Près de 30 ans depuis que Chris Killip a portraituré pendant un an et demi le travail et la vie des collecteurs de charbon à Lynemouth, en partageant au quotidien leur existence.
 Ces photographies sont aujourd’hui réunies dans une exposition et une monographie co-édité par Steidl et GwinZegal. Ces images nous transportent au coeur du campement de caravanes de cette communauté à la marge de la société, montrent leurs visages, les gestes de leur travail, leur épuisement.
 Le concept du livre et de l’exposition Seacoal construit un récit détaillé à partir de la richesse du matériau de prise de vue ; la succession séquentielle aussi bien que la juxtaposition des images lui permettent de décrire toutes les facettes d’une existence précaire. En cela c’est un livre différent, beaucoup plus narratif que le célèbre essai photographique de Chris Killip In Flagrante (1988), dans lequel, à côté de nombreuses autres images du Nord de l’Angleterre, on trouve également quinze photographies extraites du projet Seacoal.
 À partir de cinquante photographies effectuées entre 1975 et 1987, Chris Killip esquissait, dans In Flagrante, le visage d’une époque marquée par la dépression économique et sociale de cette région qui a suivi le déclin et la privatisation de l’industrie lourde traditionnelle et de l’exploitation minière. Ainsi la forme narrative qu’il utilise est associative et formelle, les protagonistes des images, sans nom et sans origine, ne sont pas là pour eux-mêmes mais comme archétypes d’une variété de destins, ou, sociologiquement parlant, d’une classe donnée. Ces images ont pu être décrites comme des allégories, à la manière de personnages sur une scène de théâtre, qui seraient les allégories de destins et de passions. C’est de cela, en plus de la qualité des images, que le livre In Flagrante tire sa puissance abstraite.
 Seacoal marque le retour des protagonistes ; les quinze photographies déjà connues sont réunies dans un tableau d’ensemble dont les personnages émergent pour enfin devenir des personnes. Avec le livre de Chris Killip, c’est aussi une certaine forme de narration depuis longtemps passée de mode dans le domaine artistique qui fait son retour : la description à la manière d’un reportage presque romanesque de la réalité.
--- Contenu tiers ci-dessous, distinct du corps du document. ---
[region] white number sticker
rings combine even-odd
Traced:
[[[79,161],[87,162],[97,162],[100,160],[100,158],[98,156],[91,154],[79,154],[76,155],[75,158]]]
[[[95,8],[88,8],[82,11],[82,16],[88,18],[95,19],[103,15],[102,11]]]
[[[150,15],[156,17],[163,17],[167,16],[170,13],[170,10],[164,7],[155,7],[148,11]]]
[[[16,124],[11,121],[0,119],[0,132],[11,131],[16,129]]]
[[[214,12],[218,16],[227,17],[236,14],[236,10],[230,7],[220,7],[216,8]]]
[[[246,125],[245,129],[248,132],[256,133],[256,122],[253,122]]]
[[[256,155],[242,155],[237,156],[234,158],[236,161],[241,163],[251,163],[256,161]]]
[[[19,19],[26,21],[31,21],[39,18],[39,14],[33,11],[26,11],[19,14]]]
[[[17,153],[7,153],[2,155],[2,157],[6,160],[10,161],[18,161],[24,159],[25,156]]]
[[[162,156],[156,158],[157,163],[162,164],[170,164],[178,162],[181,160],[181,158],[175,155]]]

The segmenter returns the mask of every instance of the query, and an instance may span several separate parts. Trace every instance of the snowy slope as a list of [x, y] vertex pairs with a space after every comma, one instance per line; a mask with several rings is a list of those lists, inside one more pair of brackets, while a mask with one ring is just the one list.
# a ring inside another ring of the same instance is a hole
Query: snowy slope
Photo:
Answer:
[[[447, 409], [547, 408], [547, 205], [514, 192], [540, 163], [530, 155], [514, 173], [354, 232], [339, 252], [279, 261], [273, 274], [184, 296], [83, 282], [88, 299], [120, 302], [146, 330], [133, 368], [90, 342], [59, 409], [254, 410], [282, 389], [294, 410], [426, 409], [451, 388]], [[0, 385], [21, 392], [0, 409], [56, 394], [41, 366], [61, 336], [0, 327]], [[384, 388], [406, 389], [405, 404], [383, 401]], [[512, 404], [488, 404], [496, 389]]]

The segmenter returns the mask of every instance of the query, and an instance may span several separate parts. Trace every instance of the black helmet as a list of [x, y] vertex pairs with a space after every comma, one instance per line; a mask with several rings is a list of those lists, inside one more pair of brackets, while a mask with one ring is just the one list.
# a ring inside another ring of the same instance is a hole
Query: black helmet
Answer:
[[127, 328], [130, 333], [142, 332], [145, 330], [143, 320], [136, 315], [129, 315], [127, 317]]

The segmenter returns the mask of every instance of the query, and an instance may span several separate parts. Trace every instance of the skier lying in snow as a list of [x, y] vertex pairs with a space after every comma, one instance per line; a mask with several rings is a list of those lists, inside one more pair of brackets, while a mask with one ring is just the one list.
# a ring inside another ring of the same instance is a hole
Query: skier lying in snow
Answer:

Les images élégiaques de Seacoal ne revendiquent plus l’autonomie d’une page ou d’une double page, contrairement à In Flagrante ; elles sont plutôt l’objet d’une suite rythmique qui met en lumière sous toutes ses facettes une activité apparemment archaïque aux frontières du monde industriel – avec un regard insistant qui est devenu rare aujourd’hui. Dans Seacoal, la narration de Chris Killip suit une forme épique, et non plus, comme dans In Flagrante, une forme dramatique. Ses personnages portent enfin des noms, et cela n’est pas seulement lié au fait que les protagonistes de ses images, presque trente ans après, ne courent plus le danger d’être accusés d’exercer une activité illégale. Les membres de la famille Laidler peuvent désormais apparaître comme une famille, et nous faire voir que la proximité du photographe avec ses modèles s’est transformée en amitié.
 Aujourd’hui, la série Seacoal est représentative d’un chapitre de l’histoire britannique récente, mais aussi d’une certaine position photographique, qui combine une documentation à long terme avec la description de la vie quotidienne d’un groupe social. Le terme vernaculaire peut être utilisé pour signifier la spécificité d’une culture locale ; le vernaculaire en tant qu’intérêt et expression d’une position artistique semble pourtant n’avoir aucune adéquation dans un monde globalisé. C’est pourquoi aujourd’hui, eu égard à notre prétention postmoderne face à des cultures que nous comprenons à peine, une confrontation avec les images de Chris Killip semble d’autant plus profitable.